The AI-generated answers should help students learn organic chemistry and reduce the need to hire a human tutor, and should provide students with a modern learning experience. Preliminary machine learning website under construction: Benjamin Gung Website.

How will you assess the success of the project?

Retention in related Chemistry Courses will be used as one of the assessment tools. To assess retention in affected courses, we will compare the withdrawal rate from CHM231, CHM 241/242, and persistence into the second-semester course with baseline data from previous academic years. Beginning in the second year, we will also track the number of students who have taken CHM231, CHM 241/242, who remain in or switch to a major or Thematic Sequence in Chemistry or another STEM discipline.

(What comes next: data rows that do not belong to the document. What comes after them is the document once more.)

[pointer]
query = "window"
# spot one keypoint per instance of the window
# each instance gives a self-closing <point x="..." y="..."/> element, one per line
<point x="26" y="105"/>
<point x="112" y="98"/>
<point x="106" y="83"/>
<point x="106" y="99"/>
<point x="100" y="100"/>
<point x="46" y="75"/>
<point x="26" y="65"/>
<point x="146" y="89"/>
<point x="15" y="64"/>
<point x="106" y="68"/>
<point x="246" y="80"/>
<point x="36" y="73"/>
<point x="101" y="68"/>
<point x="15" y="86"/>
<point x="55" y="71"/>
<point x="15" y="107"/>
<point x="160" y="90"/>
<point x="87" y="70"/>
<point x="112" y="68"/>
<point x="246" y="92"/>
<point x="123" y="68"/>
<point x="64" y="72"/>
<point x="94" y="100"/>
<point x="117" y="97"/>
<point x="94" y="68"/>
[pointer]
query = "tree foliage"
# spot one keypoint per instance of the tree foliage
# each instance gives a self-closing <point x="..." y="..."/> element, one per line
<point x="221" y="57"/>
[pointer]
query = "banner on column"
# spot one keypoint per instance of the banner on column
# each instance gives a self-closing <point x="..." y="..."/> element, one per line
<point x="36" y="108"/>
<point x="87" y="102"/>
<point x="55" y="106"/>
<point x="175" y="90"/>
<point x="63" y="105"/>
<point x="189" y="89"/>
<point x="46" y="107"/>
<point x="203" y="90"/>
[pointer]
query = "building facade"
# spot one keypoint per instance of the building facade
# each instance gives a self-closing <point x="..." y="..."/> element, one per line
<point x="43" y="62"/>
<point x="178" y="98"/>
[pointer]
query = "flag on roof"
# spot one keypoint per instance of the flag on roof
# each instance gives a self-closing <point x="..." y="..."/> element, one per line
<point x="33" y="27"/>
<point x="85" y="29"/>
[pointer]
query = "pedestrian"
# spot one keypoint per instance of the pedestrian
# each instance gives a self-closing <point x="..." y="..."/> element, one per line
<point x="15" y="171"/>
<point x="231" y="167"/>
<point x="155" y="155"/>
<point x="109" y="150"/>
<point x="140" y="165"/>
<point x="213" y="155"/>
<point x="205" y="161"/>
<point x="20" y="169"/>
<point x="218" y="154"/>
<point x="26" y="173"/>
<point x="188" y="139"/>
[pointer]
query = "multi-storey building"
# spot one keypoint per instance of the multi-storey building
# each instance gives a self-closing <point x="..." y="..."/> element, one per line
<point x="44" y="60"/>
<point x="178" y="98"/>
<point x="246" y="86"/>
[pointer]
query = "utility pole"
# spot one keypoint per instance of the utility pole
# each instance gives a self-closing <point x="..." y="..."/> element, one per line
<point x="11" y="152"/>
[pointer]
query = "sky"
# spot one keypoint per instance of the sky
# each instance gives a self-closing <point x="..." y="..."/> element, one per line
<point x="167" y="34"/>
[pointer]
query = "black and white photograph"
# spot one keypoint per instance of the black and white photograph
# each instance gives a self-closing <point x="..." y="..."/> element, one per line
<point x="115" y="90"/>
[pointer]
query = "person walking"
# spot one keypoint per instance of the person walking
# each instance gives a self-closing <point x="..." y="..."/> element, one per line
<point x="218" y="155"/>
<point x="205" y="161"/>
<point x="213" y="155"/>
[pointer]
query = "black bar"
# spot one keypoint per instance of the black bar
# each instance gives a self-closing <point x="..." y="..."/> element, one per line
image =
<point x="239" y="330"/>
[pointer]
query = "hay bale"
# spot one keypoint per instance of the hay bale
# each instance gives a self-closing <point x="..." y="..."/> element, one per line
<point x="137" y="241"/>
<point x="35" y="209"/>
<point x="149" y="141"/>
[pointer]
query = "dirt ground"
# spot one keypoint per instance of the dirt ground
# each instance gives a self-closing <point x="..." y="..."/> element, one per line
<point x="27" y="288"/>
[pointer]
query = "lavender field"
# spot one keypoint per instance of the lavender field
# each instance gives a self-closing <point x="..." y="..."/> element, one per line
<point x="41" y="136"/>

The new AI-assisted website for CHM231, CHM 241/242, will be tried out first by graduate TAs to assess the viability and timing of the tools. Starting in the fall of 2022, this project will be implemented in CHM231, CHM 241/242 courses when students have started their organic chemistry courses. During this project, all our available TAs will help introduce the new learning tools to undergraduate students in the courses mentioned above. Evaluation of this new tool will use a survey for students to fill out to determine the extent to which the project meets its overall goals. Based on feedback from the students, the implementation will be revised to prepare for subsequent years in CHM231, and CHM 241/242.

No, we do not plan to buy the updated dataset every year.

Financial Information

Total Amount Requested: $23,675

Budget Details:

  • Dataset Pistachio: $14,000
  • Summer support for two student workers: $6,000
  • Dell Alienware Aurora R12: (NVIDIA® GeForce RTX™ 3090 24GB GDDR6X, Dell website price $3,675)
  • Miami Buyway punch out to Dell website. $3,675

Please address how, if at all, this project aligns with University, Divisional, Departmental or Center strategic goals:

Retention of STEM majors and reduction in D, W, and F rates in science courses are goals for the Department of Chemistry and Biochemistry and the College of Arts & Sciences. This project is certainly aligned with these two goals.